Credit: Vicky Sumersby/NPG

O-linked β-d-N-acetylglucosamine (O-GlcNAc) modification has recently emerged as a key regulator of cell physiology, controlling aspects such as nutrient sensing and cell cycle progression. Youn and colleagues reveal that this is not restricted to differentiated cells; O-GlcNAcylation also regulates embryonic stem (ES) cell pluripotency.

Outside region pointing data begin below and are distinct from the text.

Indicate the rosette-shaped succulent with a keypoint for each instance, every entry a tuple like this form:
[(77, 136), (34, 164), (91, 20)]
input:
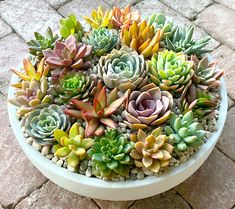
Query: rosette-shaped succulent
[(100, 18), (70, 26), (42, 122), (31, 73), (148, 107), (123, 18), (171, 71), (72, 146), (124, 69), (103, 40), (207, 74), (182, 41), (151, 151), (142, 37), (184, 132), (75, 85), (110, 155), (40, 43), (70, 54), (97, 114), (31, 95), (159, 20)]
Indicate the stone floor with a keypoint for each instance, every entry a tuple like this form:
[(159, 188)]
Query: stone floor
[(23, 186)]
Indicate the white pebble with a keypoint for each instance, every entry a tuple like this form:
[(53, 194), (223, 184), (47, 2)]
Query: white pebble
[(45, 150), (36, 146)]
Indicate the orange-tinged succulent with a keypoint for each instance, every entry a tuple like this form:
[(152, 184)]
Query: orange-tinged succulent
[(31, 73), (123, 18), (142, 38)]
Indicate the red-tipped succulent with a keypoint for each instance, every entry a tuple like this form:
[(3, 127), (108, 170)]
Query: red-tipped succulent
[(97, 114)]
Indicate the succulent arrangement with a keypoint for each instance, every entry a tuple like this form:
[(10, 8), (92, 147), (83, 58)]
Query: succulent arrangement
[(126, 98)]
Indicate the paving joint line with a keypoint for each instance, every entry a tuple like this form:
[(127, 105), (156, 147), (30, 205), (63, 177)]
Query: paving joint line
[(13, 205)]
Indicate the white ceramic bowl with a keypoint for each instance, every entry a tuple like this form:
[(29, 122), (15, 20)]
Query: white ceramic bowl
[(123, 190)]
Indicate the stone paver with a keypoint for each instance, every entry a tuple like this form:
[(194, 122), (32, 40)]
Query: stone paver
[(227, 139), (4, 28), (18, 176), (113, 204), (56, 4), (12, 50), (215, 20), (51, 196), (226, 60), (212, 186), (189, 10), (40, 14), (167, 200), (229, 3), (148, 7)]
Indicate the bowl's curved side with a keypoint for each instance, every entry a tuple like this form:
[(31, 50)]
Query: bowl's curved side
[(123, 190)]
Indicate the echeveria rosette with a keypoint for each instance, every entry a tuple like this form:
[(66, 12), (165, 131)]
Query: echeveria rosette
[(72, 146), (182, 41), (171, 71), (76, 85), (40, 43), (124, 69), (103, 40), (184, 132), (69, 54), (41, 123), (70, 26), (110, 155), (31, 95), (148, 107), (151, 150), (97, 113)]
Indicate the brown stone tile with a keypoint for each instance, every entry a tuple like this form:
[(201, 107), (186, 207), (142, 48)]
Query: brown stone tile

Previous studies suggested that ES cell maintenance may be regulated by O-GlcNAcylation, in particular by reporting that the levels of glucose in medium affect whether ES cells differentiate or self-renew. Consistent with these observations, the authors found that loss of O-GlcNAc transferase (OGT; which mediates O-GlcNAcylation) led to reduced proliferation and self-renewal of ES cells as well as decreased reprogramming efficiency of induced pluripotent stem (iPS) cells. By contrast, overexpression of OGT or depletion of O-GlcNAcase (OGA; which removes O-GlcNAc) increased reprogramming efficiency and decreased differentiation, respectively. These findings indicate that O-GlcNAcylation promotes ES cell self-renewal and inhibits differentiation.

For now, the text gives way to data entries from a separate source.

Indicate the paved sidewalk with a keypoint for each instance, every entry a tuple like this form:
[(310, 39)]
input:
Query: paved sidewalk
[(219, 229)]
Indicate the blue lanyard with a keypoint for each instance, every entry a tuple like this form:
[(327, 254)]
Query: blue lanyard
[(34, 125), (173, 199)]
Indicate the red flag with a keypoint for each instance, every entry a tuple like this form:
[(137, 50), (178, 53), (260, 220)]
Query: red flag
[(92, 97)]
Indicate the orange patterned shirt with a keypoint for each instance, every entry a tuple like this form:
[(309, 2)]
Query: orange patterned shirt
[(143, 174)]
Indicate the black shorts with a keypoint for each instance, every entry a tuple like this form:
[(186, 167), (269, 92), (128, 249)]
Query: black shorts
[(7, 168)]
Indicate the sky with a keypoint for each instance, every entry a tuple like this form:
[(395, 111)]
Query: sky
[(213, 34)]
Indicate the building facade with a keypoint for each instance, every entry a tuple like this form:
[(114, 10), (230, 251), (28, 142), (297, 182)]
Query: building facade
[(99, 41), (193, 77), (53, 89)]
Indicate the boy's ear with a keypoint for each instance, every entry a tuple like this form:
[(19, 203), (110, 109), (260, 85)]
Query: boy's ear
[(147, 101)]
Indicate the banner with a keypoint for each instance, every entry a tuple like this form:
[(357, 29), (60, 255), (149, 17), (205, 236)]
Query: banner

ES cell self-renewal is regulated by a pluripotency network comprising OCT4 (also known as POU5F1 and OCT3), SOX2, KLF4 (Krüppel-like factor 4) and NANOG, so the authors hypothesized that O-GlcNAc may be modifying some of these factors. Indeed, OCT4 and SOX2 were O-GlcNAcylated, and this modification decreased following ES cell differentiation. Moreover, OCT4 O-GlcNAcylation depended on the OCT4 residue Thr228, as mutation of this residue decreased O-GlcNAc levels in ES cells. Importantly, mutation of OCT4 at Thr228 resulted in reduced reprogramming efficiency of mouse embryonic fibroblasts and defective self-renewal of ES cells, which suggests that O-GlcNAcylation of OCT4 is required to maintain pluripotency.

But how is this achieved? Because OCT4 O-GlcNAcylation did not affect protein stability or cell localization, the authors postulated that it may regulate OCT4 activity as a transcription factor. Using a luciferase reporter assay, the authors confirmed that O-GlcNAcylation increases the transcriptional activity of OCT4. Further analysis indicated that O-GlcNAcylated OCT4 directly regulates the transcription of 29 genes, including pluripotency-related genes such as Nanog and Klf4.

Together, these findings reveal that OCT4 O-GlcNAcylation acts as a key regulator of pluripotency, adjusting the transcription of pluripotency-related genes according to external signals.